Fifteen years later, EverQuest II has grown into one of the broadest, deepest, richest gaming experiences you could wish for. It has so much quality content for adventures, explorers, crafters and decorators it would take literally years to do justice to it all. There's been talk around the blogosphere lately of playing just five games in a year: with EQII you could realistically play just one game for five years.
EverQuest II had a very unfortunate start. Not only did its developers make a number of deeply flawed decisions over the design, it also managed to launch directly on top of what would turn out to be a paradigm shift for the genre. WoW, Blizzard's cultural juggernaut, changed the MMOPRG landscape for a decade. It was more than most games could do to compete. EQII did well just to survive.
There have been plenty of times when I thought the game was on the verge of going under, moments when I wondered if it had another six months left in it. That it still remains popular and successful enough to justify annual expansions and to be considering holding fan festivals again is nothing short of astounding.
And yet here we are, celebrating fifteen years with a great in-game event that, yesterday, was drawing enough players to pop additional zones even on my low population server, Skyfire. More about that in another post. Next month (guaranteed to arrive before the 31st of December, according to the pre-order promo) we get the sixteenth expansion, Blood of Luclin. I wouldn't bet against a seventeenth next year. Indeed, I'd bet on it.

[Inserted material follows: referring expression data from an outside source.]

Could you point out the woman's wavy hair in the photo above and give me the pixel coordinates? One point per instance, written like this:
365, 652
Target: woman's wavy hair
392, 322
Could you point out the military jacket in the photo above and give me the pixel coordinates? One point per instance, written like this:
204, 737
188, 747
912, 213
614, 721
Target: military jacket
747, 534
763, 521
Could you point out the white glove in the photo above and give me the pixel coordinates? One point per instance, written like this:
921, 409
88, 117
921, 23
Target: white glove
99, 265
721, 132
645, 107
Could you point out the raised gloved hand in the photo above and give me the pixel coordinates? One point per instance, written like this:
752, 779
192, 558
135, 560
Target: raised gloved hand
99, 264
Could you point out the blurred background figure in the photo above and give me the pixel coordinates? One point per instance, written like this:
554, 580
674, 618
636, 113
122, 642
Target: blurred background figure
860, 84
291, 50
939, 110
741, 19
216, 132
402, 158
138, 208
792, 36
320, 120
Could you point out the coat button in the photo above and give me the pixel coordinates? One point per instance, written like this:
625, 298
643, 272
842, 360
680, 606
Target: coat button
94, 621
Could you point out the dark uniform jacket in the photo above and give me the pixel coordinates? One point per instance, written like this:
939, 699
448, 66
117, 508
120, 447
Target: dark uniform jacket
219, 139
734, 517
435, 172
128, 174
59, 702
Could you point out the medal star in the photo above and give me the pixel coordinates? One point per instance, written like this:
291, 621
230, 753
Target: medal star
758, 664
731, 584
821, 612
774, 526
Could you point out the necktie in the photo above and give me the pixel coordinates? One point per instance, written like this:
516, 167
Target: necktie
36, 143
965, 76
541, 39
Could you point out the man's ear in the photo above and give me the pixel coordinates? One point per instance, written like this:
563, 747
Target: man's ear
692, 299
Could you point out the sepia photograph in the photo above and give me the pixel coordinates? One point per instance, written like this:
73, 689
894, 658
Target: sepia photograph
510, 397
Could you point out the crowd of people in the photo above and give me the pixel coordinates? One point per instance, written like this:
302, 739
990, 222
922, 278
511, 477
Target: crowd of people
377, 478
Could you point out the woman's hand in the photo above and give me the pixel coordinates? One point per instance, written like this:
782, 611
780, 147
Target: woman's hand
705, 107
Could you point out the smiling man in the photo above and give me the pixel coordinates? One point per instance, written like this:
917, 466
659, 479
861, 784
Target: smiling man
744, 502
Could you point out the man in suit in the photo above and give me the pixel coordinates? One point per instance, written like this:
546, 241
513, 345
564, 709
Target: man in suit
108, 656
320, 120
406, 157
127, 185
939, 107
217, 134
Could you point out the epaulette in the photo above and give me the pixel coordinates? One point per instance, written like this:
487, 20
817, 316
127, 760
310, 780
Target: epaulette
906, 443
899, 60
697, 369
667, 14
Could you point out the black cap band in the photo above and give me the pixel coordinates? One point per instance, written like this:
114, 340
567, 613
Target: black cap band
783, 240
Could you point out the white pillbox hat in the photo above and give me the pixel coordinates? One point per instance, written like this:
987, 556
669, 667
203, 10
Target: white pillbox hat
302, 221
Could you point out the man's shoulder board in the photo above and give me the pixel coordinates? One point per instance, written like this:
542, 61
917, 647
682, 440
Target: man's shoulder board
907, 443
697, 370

Even I can't imagine EQII lasting another fifteen years but perhaps, if we're very lucky, we might see the game hit twenty to match EQ's achievement earlier this year. Fingers crossed for five more years!
(IntPiPoMo count 47)
I was running around this morning at the various spire locations and there was almost nobody about. Skyfire server as well. I did find one dragon corpse, which I was able to wander up to and harvest from. But otherwise not a peep. Do the dragons rotate spires? Is there an in-game alert as to where they will show next?
ReplyDeleteNevermind, once I found the pack I figured that was where the dragon would be next.
DeleteI just commented on your post before I saw your comment here. On Friday evening people had the four dragons going in strict rotation. They spawn once an hour and since it was taking about 10 minutes to kill each of them it was a nice rhythm of 10 minutes killing, swap locations, five minutes rest, start again.
DeleteToday it had gotten a bit more ragged and the waits were longer but there was still a dragon every twenty minutes or so. If you also do the Heroes Festival puppets (which have new collections added this year with very nice rewards - three of them are mounts) you can pretty much go non-stop.
I've finished a lengthy post on the two events which explains a bit more. Should be up tomorrow.